It is a unique insight to the ground beneath the gold city of Charters Towers, passed down from an era before computer modelling.
A 1930s plate glass model of the ore bodies and workings of the area has been taken out of storage and is set to be restored to its former glory.
The broken model consists of a box with slots for sheets of glass carrying fine markings to build a layered 3D picture of the old underground mines and gold reefs.
Charters Towers resident Garry Watson is among the Zara Clark Museum volunteers working to restore the display, originally commissioned by Gold Mines of Australia to encourage investors, before the outbreak of World War II put an end to their plans.
“This plate glass model is a unique master plan of the Charters Towers reefing system,” Mr Watson said.
“It was meticulously created by a mining company in the 1930s to provide an accurate perspective of how the reef and mine shafts relate underground.
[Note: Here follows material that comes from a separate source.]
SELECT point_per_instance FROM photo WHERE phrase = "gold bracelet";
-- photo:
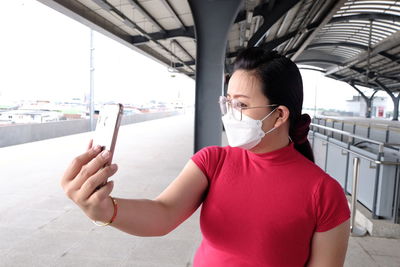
(115, 204)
“After being stored in Brisbane for many decades it was reconstructed for display here in the 1970s.”
Mr Watson said the model was held in the assay office attached to the Stock Exchange Arcade complex for some time before being shifted to the National Trust-run Zara Clark Museum last year.
There it has been slowly patched up – with new backlights fitted, glass sheets cleaned and reassembled. Mr Watson said two surface sheets and 12 plates bearing underground reef details were missing.
The North Queensland branch of The AusIMM has agreed to contribute towards the restoration efforts, including purchase of new glass plates.
It is planned to display a computer monitor with a rotating 3D graphical model of the Charters Towers orebodies and mine workings alongside plate glass model to demonstrate advancements in 3D visualisation.